Harvesting bond returns as rates rise
The climate is changing for fixed income. Quantitative easing is winding down. Interest rates look ready to start reversing a generation of decline.
The climate is changing for fixed income. Quantitative easing is winding down. Interest rates look ready to start reversing a generation of decline.On the face of it, this seems a difficult background for bonds and, indeed, has already contributed to market volatility. Yet we believe it will be hard to replace the diversification, liquidity and security of bonds. In fact, we believe demand will continue to grow as populations age and increasingly need retirement income.
Managing bond portfolios in this environment will be harder than in the past. It will no longer be sufficient merely to be in the market: investors will also need to actively seek the best returns. Put another way, they can no longer rely on beta, but must now put much more emphasis on alpha. Intelligently managed, we still believe bond portfolios can prosper in this environment. This article briefly explains how.
The problem with being passive
While interest rates continued their long decline from the early 1980s, a buy-and-hold strategy made sense. Indeed, many fixed income investors simply adopted index-based, passive portfolios, but these investors now face particular problems. Substantial parts of the benchmarks used to construct their portfolios are comprised of government bonds, where not only are yields low, they are highly sensitive to rising rates. For instance, over 60% of the Barclays Global Aggregate Index – a popular benchmark to track – is made up of government and government related issuers (Figure 1, left-hand chart, red bars). We think this part of the market will be particularly vulnerable as yields rise and the quantitative easing instituted by the US Federal Reserve (Fed) goes into reverse.

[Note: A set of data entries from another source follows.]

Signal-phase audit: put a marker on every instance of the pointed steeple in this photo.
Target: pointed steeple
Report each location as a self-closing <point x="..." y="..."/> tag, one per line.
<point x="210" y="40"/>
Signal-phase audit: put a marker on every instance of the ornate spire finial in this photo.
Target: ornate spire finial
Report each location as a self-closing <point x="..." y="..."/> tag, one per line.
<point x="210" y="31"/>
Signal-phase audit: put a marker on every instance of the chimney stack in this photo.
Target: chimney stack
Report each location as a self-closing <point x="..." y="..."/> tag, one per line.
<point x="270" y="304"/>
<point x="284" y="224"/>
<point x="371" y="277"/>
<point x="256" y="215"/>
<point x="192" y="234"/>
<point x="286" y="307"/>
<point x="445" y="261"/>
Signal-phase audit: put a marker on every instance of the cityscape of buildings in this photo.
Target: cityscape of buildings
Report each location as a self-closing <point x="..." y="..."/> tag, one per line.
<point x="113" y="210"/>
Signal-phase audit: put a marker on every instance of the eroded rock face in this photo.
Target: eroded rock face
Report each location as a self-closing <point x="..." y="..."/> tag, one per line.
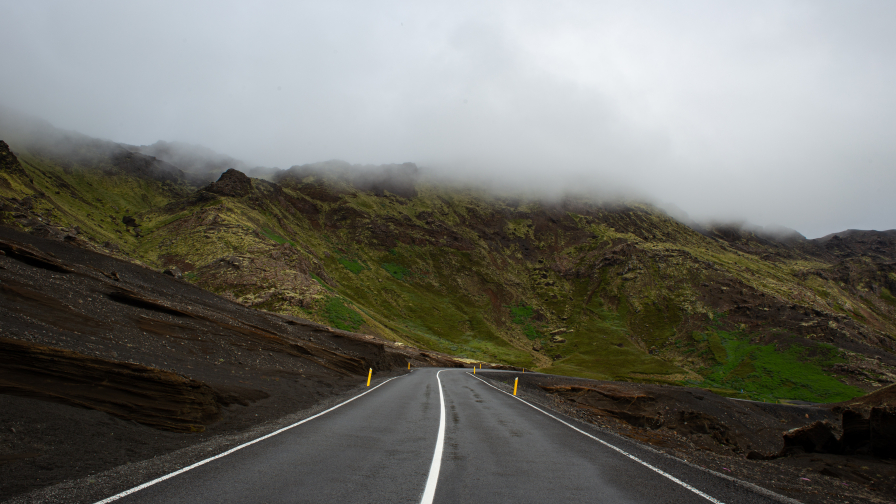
<point x="817" y="437"/>
<point x="8" y="161"/>
<point x="231" y="183"/>
<point x="882" y="426"/>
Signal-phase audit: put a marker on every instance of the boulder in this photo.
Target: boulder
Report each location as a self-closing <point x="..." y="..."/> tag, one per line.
<point x="231" y="183"/>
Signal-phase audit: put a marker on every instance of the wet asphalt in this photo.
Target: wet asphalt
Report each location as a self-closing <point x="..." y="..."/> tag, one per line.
<point x="379" y="448"/>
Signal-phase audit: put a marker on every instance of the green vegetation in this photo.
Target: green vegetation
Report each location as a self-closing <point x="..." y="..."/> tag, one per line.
<point x="353" y="266"/>
<point x="277" y="238"/>
<point x="341" y="316"/>
<point x="762" y="372"/>
<point x="628" y="292"/>
<point x="398" y="272"/>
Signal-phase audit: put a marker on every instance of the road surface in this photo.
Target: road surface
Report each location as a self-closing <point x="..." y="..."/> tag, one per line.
<point x="444" y="437"/>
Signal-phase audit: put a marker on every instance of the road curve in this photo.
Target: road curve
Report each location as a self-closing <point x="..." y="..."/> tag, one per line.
<point x="380" y="448"/>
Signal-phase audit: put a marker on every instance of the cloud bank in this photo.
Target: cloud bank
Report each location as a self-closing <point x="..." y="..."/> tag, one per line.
<point x="774" y="112"/>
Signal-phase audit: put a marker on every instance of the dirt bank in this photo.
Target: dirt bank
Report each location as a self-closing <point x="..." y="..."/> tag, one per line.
<point x="814" y="453"/>
<point x="104" y="362"/>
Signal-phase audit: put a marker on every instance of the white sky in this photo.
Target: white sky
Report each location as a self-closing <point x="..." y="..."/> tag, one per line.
<point x="775" y="112"/>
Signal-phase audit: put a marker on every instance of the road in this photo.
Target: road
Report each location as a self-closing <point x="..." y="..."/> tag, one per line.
<point x="383" y="447"/>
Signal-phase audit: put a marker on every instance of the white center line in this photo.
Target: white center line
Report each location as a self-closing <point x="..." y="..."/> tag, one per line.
<point x="228" y="452"/>
<point x="430" y="492"/>
<point x="620" y="450"/>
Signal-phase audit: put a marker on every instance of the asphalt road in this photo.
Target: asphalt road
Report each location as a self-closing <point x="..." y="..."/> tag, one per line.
<point x="380" y="448"/>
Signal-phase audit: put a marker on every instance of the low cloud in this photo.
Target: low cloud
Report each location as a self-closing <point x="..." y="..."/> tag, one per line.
<point x="770" y="112"/>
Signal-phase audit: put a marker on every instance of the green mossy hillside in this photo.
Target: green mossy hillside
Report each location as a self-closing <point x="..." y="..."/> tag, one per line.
<point x="574" y="287"/>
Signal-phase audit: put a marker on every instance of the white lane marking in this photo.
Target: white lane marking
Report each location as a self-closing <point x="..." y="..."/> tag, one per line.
<point x="620" y="450"/>
<point x="430" y="492"/>
<point x="240" y="447"/>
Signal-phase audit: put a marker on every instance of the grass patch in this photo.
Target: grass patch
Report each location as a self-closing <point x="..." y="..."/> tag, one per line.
<point x="397" y="271"/>
<point x="341" y="316"/>
<point x="764" y="373"/>
<point x="277" y="238"/>
<point x="353" y="266"/>
<point x="888" y="297"/>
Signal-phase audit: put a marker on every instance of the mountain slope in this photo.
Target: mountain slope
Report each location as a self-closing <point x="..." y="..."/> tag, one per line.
<point x="609" y="291"/>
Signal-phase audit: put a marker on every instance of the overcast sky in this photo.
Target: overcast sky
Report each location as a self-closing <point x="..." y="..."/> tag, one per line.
<point x="775" y="112"/>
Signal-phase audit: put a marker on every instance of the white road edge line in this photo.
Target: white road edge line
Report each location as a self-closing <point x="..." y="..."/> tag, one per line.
<point x="430" y="491"/>
<point x="240" y="447"/>
<point x="620" y="450"/>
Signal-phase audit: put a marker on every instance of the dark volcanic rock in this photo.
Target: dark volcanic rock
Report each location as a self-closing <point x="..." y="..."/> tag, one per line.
<point x="8" y="161"/>
<point x="817" y="437"/>
<point x="232" y="183"/>
<point x="882" y="425"/>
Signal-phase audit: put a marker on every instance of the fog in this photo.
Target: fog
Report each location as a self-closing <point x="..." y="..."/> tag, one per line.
<point x="777" y="113"/>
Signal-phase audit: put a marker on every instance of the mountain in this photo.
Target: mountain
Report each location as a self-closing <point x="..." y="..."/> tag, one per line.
<point x="579" y="287"/>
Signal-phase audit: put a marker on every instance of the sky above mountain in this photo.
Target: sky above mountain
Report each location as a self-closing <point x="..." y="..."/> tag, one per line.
<point x="779" y="112"/>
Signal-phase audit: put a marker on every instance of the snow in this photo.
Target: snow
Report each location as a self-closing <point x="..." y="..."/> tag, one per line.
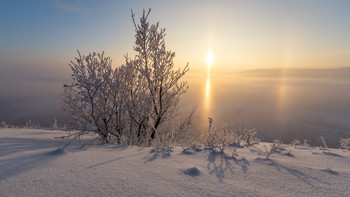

Other index constituents can also force passive investors into unwanted exposures. For instance, an investor mimicking a global benchmark is often tying a substantial part of their fortunes to those of the Japanese market. In the case of the Barclays Global Aggregate, Japan accounts for around 17% of its value (Figure 1, right-hand chart, red bar). So just over a sixth of a passive investor’s portfolio would be dependent on a country where government debt is close to 230% of GDP and whose financial authorities have constantly to walk a tightrope between raising taxes to reduce debts and tipping the economy into recession. We think this is a precarious underpinning for a bond portfolio at a time like this.
Of course, there are ‘smarter’ ways to use beta to increase returns from a passive investment in government grade bonds. For instance, a buy-and-hold investor can leverage the minimal returns from high quality bonds to the desired level by using outright borrowing. Alternatively, they could buy longer dated or lower quality bonds. Unfortunately, while this increases the upside potential, it has similar – or worse – effects on the downside, particularly when yields might be expected to rise.
Figure 2 shows the leverage and the possible losses (or drawdown) we calculate a passive investor adopting these strategies might need to accept to achieve a 4% annual yield on certain asset classes. (The leveraged approaches are towards the left of the chart, while the longer duration and/or lower quality strategies are towards the right.)
This is not to say that these can’t be useful strategies if managed properly. Managers must be allowed the freedom to dynamically adjust and hedge a portfolio’s overall interest rate and credit risk to reduce the volatility of returns. So risk-averse investors may find the best way forward is to adopt a more flexible approach, with a strong focus on managing drawdown risk that doesn’t need to over-allocate to higher yielding assets.